Top Ten of 2011 – 8. Crysis 2

Crytek are notorious for creating some of the best-looking games out there, and Crysis (released in 2007) is still used as a benchmark for PCs today. It’s always assumed you needed a behemoth of a machine just to get their games to run, but that all changed with the release of Crysis 2. It was their first game to be fully optimised to run on this generation of consoles, and the result was one of the most beautiful console games ever made.

I played Crysis 2 on the PC, and was expecting to find a dumbed-down consolified shooter, but was pleasantly surprised at how good it really looked. I couldn’t believe how Crytek had managed to get this game to run on the aging 360 and PS3 hardware. Soft dazzling lighting effects shimmer outwards from spotlights and detailed particles drifting from the rubble of burning buildings look stunning. I’d seen apocalyptic cities many times before, but this eerie vision of New York under an alien attack felt very real as it was full to the brim with details. I often found myself wanting to stop and take it all in, but this being a Crytek game meant the action very rarely let up, and you are ushered from one glorious set piece to the next. Featuring an all-new nanosuit which essentially turns you into a superhero with strength and stealthy powers, the game throws smart enemies both human and alien at you and they are hugely entertaining to fight as you improvise your way out of one hairy situation after another. 2011 saw a number of good shooters, but for me Crysis 2 is hands-down the best-looking one.

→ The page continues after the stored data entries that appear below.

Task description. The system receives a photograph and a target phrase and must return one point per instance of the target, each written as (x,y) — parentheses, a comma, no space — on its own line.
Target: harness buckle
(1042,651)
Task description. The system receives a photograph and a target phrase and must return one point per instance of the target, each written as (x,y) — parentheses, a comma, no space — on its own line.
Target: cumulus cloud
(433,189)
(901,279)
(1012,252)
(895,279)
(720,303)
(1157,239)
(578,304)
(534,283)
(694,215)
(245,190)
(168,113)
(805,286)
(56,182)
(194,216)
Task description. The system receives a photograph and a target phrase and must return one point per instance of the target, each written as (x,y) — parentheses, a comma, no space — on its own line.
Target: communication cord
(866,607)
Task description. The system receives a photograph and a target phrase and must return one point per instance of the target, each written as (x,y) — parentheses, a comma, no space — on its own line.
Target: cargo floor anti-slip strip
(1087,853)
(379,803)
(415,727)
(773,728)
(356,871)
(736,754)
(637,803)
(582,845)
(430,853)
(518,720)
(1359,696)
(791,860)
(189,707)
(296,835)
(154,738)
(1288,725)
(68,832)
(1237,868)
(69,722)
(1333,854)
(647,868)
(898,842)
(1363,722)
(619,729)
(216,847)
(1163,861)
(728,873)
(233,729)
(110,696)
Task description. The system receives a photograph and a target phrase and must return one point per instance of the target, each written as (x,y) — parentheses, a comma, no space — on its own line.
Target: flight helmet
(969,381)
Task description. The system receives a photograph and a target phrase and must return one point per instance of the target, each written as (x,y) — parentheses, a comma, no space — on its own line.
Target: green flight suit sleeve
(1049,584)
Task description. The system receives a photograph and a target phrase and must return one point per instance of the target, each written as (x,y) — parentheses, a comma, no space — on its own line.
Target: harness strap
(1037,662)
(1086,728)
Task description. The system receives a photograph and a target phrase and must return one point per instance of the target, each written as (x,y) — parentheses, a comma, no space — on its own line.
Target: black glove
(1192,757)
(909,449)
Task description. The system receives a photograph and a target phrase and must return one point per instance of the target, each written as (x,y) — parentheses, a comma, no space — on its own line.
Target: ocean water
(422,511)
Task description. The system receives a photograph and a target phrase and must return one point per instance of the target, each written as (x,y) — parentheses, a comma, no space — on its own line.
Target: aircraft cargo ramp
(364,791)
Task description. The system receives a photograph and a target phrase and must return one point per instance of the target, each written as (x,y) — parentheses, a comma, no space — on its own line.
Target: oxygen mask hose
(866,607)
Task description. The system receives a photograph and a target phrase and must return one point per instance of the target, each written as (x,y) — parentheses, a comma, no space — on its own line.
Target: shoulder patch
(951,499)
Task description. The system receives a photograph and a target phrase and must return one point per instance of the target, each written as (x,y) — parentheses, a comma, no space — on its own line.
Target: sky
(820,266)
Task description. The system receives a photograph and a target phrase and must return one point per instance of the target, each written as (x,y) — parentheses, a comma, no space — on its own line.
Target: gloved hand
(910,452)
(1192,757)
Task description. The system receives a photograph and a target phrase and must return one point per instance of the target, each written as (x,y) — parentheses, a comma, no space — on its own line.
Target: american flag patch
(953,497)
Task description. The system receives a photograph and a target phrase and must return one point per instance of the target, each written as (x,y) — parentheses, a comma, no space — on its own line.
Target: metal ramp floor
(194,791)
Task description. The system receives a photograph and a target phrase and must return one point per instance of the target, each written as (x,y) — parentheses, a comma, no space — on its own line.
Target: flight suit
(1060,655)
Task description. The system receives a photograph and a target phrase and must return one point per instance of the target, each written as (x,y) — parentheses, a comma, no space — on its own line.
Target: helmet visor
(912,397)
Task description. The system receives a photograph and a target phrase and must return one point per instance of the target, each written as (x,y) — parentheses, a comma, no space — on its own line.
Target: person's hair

One thing is for sure… Crytek know how to make an ordinary person feel like a badass. Crysis 2 and it’s ability to allow you to play the ultimate super soldier, and not in an ‘I’m-good-at-guns-and-hiding-behind-cover’ sort of way, but in a super-suit-full-of-awesome-abilities kind of ultra-cool way. Following on fairly loosely from its predecessor, this game’s story picks up some time after the invasion of the fictional Lingshan Islands by mysterious, previously dormant aliens, and now has them in your face every 5 minutes, killing people, smashing buildings down, and blowing the crap out of vehicles. Not only are the aliens being very anti-social, but there’s once again a faction of human opponents to deal with, too, and while I personally preferred taking on the humans to the aliens, I had a great time sneaking up on them and stealth killing all of them without a hitch.

What makes Crysis so great, however, is not just that you can genuinely go in all guns blazing or be silent and deadly without setting off any alarms, but the fact that when it occasionally does go wrong, you are forced to improvise and resolve the situation in its new chaotic form. Do you escape the frantic chaos that erupts when the enemy knows you are there and wait for it all to blow over before picking off the more alert enemies who are waiting for you? Or do you switch off the stealth systems and activate your strength and armour instead, ripping a heavy machine gun from atop a tank and pulverizing your enemies in plain sight? I can tell you that half way through the game, I found myself wanting to experiment with the different possibilities, and found that full-scale combat became my favourite means of dispatching the enemies. All of the combat was fun, but what struck me most were the environments; we’ve all seen aliens and men with guns before, but what we rarely see is New York City utterly devastated and crawling with plant-life, pounded into rubble, and Times Square being flooded by a tidal wave.

Yes, Crysis 2 was very fun, and definitely a great change from the typical first person shooters that have dominated the market for the last few years.